Remarkably, when the ministers get to speak, they do so without a single sheet of A4 in front of them containing information, data, briefings etc. on the issue under discussion. For example, while discussing the Greek crisis, during the meetings in which I represented the Greek government, I was not even allowed to email to my fellow finance ministers our proposals. They, therefore, passed judgment on the Greek proposals without ever having seen them. All they had was what the troika representatives said and what I had said. Their word against mine!
After the first Eurogroup I ever attended (which lasted ten hours, all of which were focused on Greece), I asked my secretary for the transcripts of the meeting, so that I could remind myself of who-had-said-what-when, before I could brief the rest of my government. To my horror she came back to me with the extraordinary news that: “There are no minutes, records or transcripts.”
This was unbelievable. The room in which the Eurogroup meetings are held is full of microphones, cameras and screens reproducing every speech made in real time. That there was no record of the meeting is both unbelievable and scandalous.
Is it any wonder that the economic crisis of the Eurozone is still in full swing six years after it began?
In 2009 unemployment jumped from an average of around 5% to 12% both in the United States and in the Eurozone. In the US it has fallen back to where it was then. In the Eurozone it is stuck at 12%.

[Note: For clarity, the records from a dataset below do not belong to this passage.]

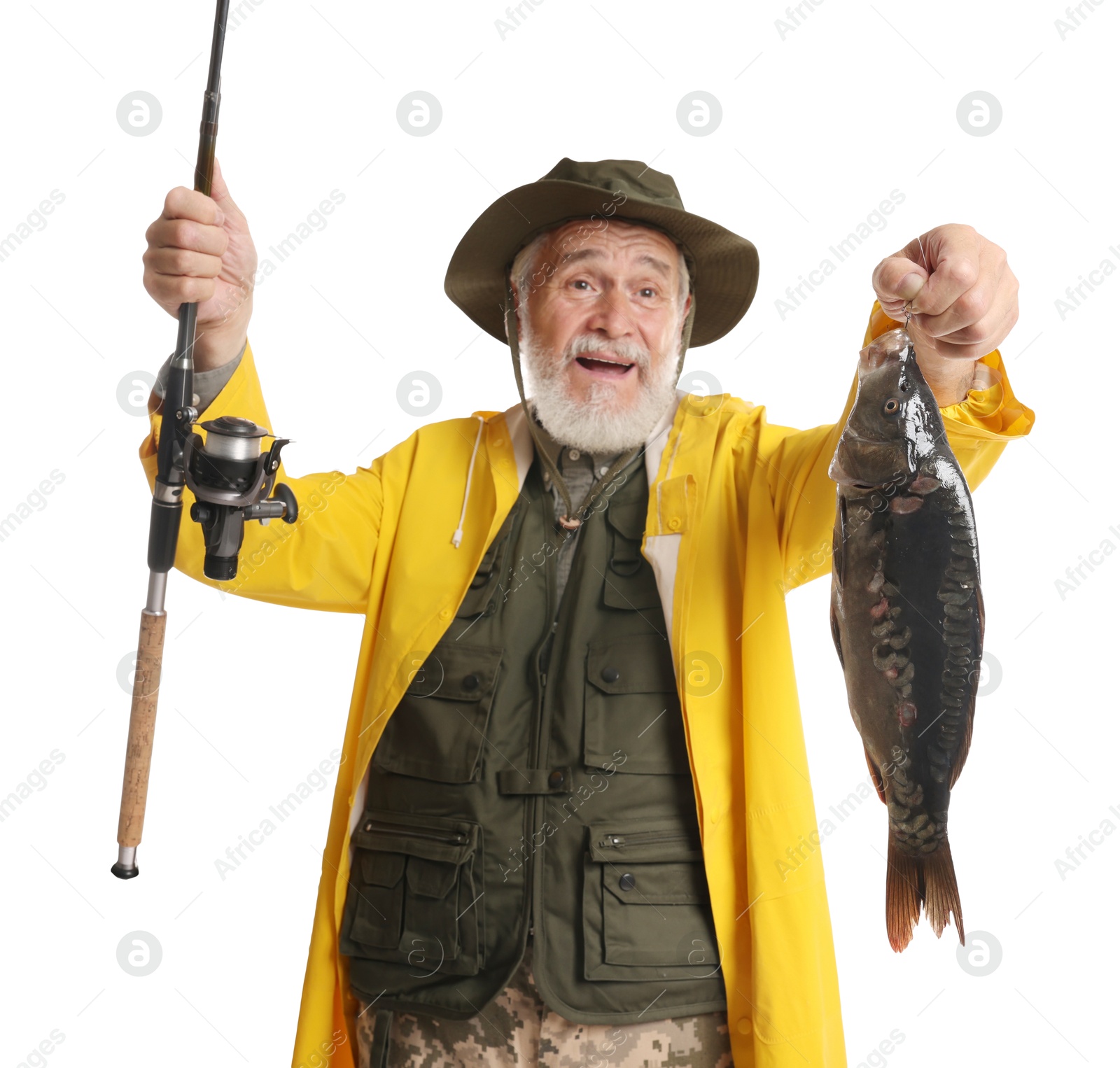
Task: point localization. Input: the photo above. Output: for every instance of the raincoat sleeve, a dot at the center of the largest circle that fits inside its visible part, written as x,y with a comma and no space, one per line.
323,560
795,463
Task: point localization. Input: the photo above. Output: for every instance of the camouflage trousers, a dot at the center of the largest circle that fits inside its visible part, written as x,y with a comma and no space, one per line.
518,1030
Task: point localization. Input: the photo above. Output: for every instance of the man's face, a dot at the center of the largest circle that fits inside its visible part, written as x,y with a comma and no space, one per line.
601,332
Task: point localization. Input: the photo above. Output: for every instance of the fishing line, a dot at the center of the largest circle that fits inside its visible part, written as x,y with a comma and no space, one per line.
910,304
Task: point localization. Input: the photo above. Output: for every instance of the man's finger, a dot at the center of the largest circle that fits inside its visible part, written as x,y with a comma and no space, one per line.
221,194
953,253
993,327
897,280
183,261
185,233
994,285
190,204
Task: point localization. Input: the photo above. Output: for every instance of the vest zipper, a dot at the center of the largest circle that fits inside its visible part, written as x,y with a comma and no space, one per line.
448,838
644,838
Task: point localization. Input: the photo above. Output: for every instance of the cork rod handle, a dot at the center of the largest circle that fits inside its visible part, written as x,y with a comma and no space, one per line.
141,732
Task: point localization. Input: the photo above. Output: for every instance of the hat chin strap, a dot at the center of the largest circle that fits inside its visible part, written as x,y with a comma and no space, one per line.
573,517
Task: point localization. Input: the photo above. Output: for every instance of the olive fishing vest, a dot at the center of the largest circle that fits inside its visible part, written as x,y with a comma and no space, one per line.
535,780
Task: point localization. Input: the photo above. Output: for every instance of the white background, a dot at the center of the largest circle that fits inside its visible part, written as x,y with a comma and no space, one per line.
818,127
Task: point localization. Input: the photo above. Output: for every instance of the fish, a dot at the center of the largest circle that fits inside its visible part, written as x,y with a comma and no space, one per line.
907,619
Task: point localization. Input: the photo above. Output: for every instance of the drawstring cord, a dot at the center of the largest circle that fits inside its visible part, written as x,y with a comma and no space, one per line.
457,536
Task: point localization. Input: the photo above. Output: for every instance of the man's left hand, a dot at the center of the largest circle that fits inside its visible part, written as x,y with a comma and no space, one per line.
962,307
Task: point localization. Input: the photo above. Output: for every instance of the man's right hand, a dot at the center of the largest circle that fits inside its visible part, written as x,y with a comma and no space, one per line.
200,251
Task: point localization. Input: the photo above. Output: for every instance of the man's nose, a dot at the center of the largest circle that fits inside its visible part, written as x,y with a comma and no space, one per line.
610,317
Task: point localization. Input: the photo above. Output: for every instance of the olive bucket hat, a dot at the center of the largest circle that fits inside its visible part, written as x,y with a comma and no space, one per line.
722,267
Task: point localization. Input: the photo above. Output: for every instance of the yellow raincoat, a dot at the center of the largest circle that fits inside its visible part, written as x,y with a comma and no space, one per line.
739,512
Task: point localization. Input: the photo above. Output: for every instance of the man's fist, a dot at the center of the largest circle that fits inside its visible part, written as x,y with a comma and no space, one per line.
963,306
200,251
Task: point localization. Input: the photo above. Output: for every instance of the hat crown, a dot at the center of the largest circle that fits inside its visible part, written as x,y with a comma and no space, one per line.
631,177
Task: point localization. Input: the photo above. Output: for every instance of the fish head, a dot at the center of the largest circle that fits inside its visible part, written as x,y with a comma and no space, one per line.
888,431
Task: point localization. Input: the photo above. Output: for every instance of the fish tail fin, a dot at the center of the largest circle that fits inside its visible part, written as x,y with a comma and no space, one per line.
941,894
916,881
905,894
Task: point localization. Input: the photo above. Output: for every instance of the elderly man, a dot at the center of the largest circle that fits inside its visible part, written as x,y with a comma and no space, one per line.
574,766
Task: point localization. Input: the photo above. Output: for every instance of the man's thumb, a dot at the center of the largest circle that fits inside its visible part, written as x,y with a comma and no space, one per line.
221,192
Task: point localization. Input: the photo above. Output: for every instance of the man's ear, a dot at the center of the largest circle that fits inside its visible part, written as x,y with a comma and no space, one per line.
517,313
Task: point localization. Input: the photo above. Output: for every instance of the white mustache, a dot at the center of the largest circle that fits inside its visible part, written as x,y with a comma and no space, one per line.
630,352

An important reason why the Eurozone has failed to recover is the way that the Eurogroup is run.
The domination of a troika more interested in preserving its power over Europeans (than in Europe’s recovery) and the complete lack of transparency in the decision-making process (which allows for the reproduction of failed policies by an unfettered troika) is what makes the Eurogroup a clear and present danger for Europe’s future.
What can be done?
The first step must be to lift the veil of secrecy, so that Europeans have the chance to determine if the Eurogroup is working in their favour. #Euroleaks will be posted here shortly and we are also lobbying for European Council, Eurogroup, ESM Board of Governors and Ecofin meetings to be livestreamed in the future, with full minutes made available to citizens.
1 This was made clear to me when, in the Eurogroup meeting of 27th June 2015, I challenged the decision of the Eurogroup’s President, Mr Jeroen Dijsselbloem, to violate the standard EU unanimity rule by issuing a communiqué that the Greek government disagreed with. When I asked for a legal opinion, I was told by the secretariat: “The Eurogroup is not mentioned in the EU treaties and operates as an informal gathering. As such it is not subject to any written rules.”
2 Ecofin comprises of the ministers of finance of all 28 EU member-states; that is, it includes non-Eurozone finance ministers. In my experience, Ecofin never debated the decisions of the Eurogroup. The Eurogroup President simply read out the Eurogroup’s communiqué, in Ecofin, and Ecofin approved without discussion.